Выбившись из сил, я опустился в кресло в кабинете Родзянко против большого зеркала... В нем мне была видна не только эта комната, набитая толкающимися и шныряющими во все стороны разными людьми, но видна была и соседняя, «кабинет Волконского», где творилось такое же столпотворение. В зеркале все это отражалось туманно и несколько картинно...

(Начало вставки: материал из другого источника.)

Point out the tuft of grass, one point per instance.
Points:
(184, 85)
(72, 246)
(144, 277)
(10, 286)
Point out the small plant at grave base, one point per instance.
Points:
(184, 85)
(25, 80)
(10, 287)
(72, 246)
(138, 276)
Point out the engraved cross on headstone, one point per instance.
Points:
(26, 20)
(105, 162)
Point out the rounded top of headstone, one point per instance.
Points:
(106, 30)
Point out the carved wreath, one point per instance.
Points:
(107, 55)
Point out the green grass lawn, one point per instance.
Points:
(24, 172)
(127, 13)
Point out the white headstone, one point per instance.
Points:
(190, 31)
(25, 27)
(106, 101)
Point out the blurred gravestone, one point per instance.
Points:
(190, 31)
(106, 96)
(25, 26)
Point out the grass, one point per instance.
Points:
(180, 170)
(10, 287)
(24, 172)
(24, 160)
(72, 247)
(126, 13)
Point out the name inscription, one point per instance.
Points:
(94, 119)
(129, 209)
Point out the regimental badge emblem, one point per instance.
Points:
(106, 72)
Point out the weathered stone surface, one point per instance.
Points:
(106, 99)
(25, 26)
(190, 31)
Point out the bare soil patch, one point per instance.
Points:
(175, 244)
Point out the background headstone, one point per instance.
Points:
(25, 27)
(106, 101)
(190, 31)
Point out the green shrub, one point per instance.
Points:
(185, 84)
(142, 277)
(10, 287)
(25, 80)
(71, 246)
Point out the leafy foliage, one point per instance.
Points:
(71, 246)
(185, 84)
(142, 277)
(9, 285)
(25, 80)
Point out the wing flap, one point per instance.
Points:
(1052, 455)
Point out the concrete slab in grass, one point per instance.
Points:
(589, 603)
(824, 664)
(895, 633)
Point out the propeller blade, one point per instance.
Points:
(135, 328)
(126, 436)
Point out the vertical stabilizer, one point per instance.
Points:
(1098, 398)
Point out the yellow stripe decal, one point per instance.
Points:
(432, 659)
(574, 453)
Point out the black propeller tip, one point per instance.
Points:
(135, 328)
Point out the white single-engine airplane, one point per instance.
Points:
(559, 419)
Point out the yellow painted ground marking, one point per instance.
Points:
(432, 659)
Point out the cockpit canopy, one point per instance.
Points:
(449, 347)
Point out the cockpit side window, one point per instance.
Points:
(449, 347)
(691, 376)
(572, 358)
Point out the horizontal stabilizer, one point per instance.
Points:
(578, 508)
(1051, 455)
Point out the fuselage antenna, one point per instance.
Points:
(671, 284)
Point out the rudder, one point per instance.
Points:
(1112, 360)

Вдруг я почувствовал, что из «кабинета Волконского» побежало особенное волнение, причину которого мне сейчас же шепнули:
— Протопопов арестован!
И в то же мгновение я увидел в зеркале, как бурно распахнулась дверь в «кабинете Волконского» и ворвался Керенский. Он был бледен, глаза горели, рука поднята... Этой протянутой рукой он как бы резал толпу... Все его узнали и расступились на обе стороны, просто испугавшись его вида. И тогда в зеркале я увидел за Керенским солдат с винтовками, а между штыками — тщедушную фигурку с совершенно затурканным, страшно съежившимся лицом... Я с трудом узнал Протопопова.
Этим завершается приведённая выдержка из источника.